A essência de Deus


"Se tu desejas falar ou ouvir a respeito de Deus", teologiza São Basílio, o Grande, "renuncia a teu próprio corpo, renuncia a teus sentidos corporais, abandona a terra, faz com que o ar esteja abaixo de ti; passa sobre as estações do ano, seu arranjo ordenado, os adornos da terra, coloca-te acima do éter, atravessa as estrelas, seu esplendor, grandeza, e os benefícios que elas provem para o mundo todo, sua boa ordem, brilho, arranjo, movimento e o vínculo ou distância entre elas. Tendo passado através de tudo isso em tua mente, vá para o céu e postando-te acima dele, só com teu pensamento, observa as belezas que lá estão, os chefes arcanjos, a glória dos Domínios, a presidência dos Tronos, os Poderes, Principados, Autoridades. Tendo passado por tudo isso e deixado para trás toda criação em teus pensamentos, elevando tua mente acima dos limites dela, apresenta tua mente à essência de Deus, imóvel, imutável, inalterável, desapaixonada, simples, complexa, indivisível, luz inaproximável, poder inexplicável, magnitude infinita, glória resplandecente, infindável bondade, beleza incomensurável que golpeia poderosamente a alma ferida, mas que não pode ser validamente descrita em palavras".

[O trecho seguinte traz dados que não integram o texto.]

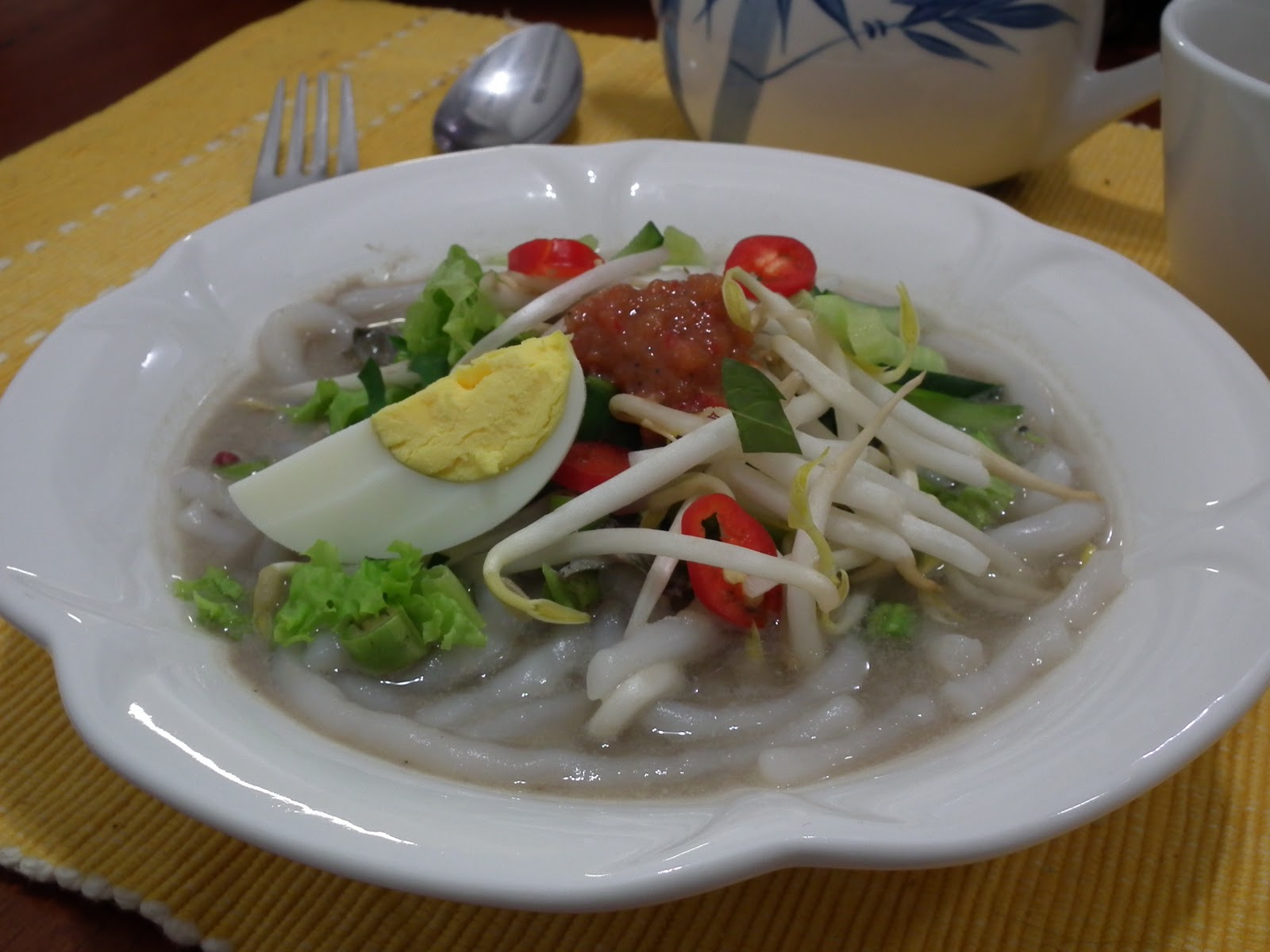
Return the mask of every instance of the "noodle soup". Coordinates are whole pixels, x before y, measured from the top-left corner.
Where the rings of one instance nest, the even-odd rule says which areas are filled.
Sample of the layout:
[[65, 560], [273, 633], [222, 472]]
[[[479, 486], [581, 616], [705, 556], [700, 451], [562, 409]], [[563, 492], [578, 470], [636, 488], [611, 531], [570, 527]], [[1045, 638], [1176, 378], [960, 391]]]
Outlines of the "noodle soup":
[[[542, 265], [518, 246], [505, 268], [452, 251], [427, 286], [351, 287], [269, 317], [259, 371], [217, 404], [173, 480], [179, 584], [204, 626], [240, 637], [245, 677], [315, 729], [429, 773], [658, 796], [874, 763], [1002, 704], [1076, 649], [1121, 584], [1106, 508], [1045, 415], [983, 378], [991, 355], [946, 334], [918, 344], [903, 288], [888, 306], [814, 283], [777, 293], [753, 263], [676, 264], [672, 244], [594, 255], [574, 273], [569, 255], [585, 255], [572, 248], [549, 248]], [[456, 270], [470, 288], [453, 291]], [[472, 302], [485, 317], [424, 347], [419, 302], [442, 284], [466, 297], [446, 298], [429, 326], [461, 322]], [[442, 588], [457, 580], [470, 602], [423, 625], [385, 608], [298, 631], [290, 608], [309, 578], [297, 566], [324, 550], [306, 562], [307, 543], [244, 517], [254, 472], [325, 452], [333, 426], [366, 430], [381, 405], [427, 391], [429, 373], [452, 380], [560, 329], [587, 407], [570, 421], [560, 383], [556, 430], [572, 428], [572, 444], [549, 479], [505, 484], [523, 505], [439, 551], [424, 529], [340, 550]], [[945, 357], [959, 349], [977, 355], [973, 376]], [[319, 378], [335, 380], [328, 397], [349, 396], [312, 410]], [[523, 400], [530, 416], [535, 397]], [[781, 430], [784, 448], [756, 425]], [[485, 505], [462, 486], [483, 482], [453, 490], [461, 522], [480, 522]], [[384, 551], [399, 541], [414, 553]], [[226, 581], [196, 593], [208, 566]], [[420, 636], [439, 617], [453, 630]], [[386, 669], [384, 644], [401, 631], [428, 645]]]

Tal exaltação de espírito é demandada de alguém que quer falar com Deus! No entanto, ainda que nessa condição, os pensamentos humanos são capazes somente de permanecer nos atributos da divindade e não na verdadeira essência da divindade.

Há na Sagrada Escritura palavras concernentes a Deus que "tocam" ou "chegam perto" da ideia de Deus em Sua verdadeira essência. São expressões que são compostas de tal modo que, na sua forma, elas respondem não só à questão "que tipo" — isto é, quais são os atributos de Deus, mas elas parecem também responder à questão "quem" — isto é, "quem é Deus?"

Tais expressões são:

"Eu sou Aquele que é" (em hebreu, Jeová; Ex 3:14)

"Eu sou o Alfa e o Omega, o princípio e o fim, diz o Senhor, que é, e que era, e que há de vir, o Todo-Poderoso" (Ap 1:8)

"Mas o Senhor Deus é a Verdade" (Jer 10:10)

"Deus é espírito" — As palavras do Senhor para a mulher samaritana (Jo 4:23)

"Ora o Senhor é Espírito" (2 Cor 3:17)

"Deus é luz, e não há Nele treva nenhuma" (1 Jo 1:5)

"Deus é amor" (1 Jo 4:8,16)

"Nosso Deus é um fogo consumidor" (Heb 12:29)

No entanto, tais expressões também não podem ser entendidas como indicações da verdadeira essência do Deus único; e com relação ao nome "Aquele que é", os Padres da Igreja disseram que ele "de alguma forma" (a expressão é de São Gregório, o Teólogo) ou "como parece" (São João Damasceno) é um nome da essência. Apesar de mais raramente, esse mesmo significado foi dado aos nomes "Bem" e "Deus," na língua grega — Theos, significando "ele que vê." Distinto de todas as coisas "existentes" e criadas, os Padres da Igreja aplicaram para a existência de Deus o termo "Ele que é acima de todos os seres," como no kontakion, "a virgem agora dá a luz a Ele que é acima de todos os seres." A expressão do Velho Testamento "Jeová," "Aquele que é," que foi revelada por Deus ao Profeta Moisés, tem justo tal significado profundo. Isso quer dizer: quando dizemos que Deus é "Aquele que é", nós dizemos que Ele "é" num sentido superlativo e não da maneira que toda sua criação "é"; isto é o mesmo que afirmar que Ele é o "único que está acima de todos os seres" (Kondakion da Natividade de Cristo).

Assim, pode-se falar somente nos atributos de Deus, mas não da verdadeira essência de Deus. Os Padres se expressam só indiretamente a respeito da natureza da divindade, dizendo que a essência de Deus é "uma, simples, não complexa". No entanto, essa simplicidade não é algo sem distinguir características ou contendo; ela contem em si própria a totalidade das qualidades da existência; "Deus é um mar de ser, incomensurável e ilimitado" (São Gregório, o Teólogo); "Deus é a completude de todas as qualidades e perfeições em sua mais alta e infinita forma" (São Basílio, o Grande); "Deus é simples e não complexo; Ele é inteiramente sentimento, inteiramente espírito, inteiramente pensamento, inteiramente mente, inteiramente fonte de todas as coisas boas" (Santo Irineu de Lyon).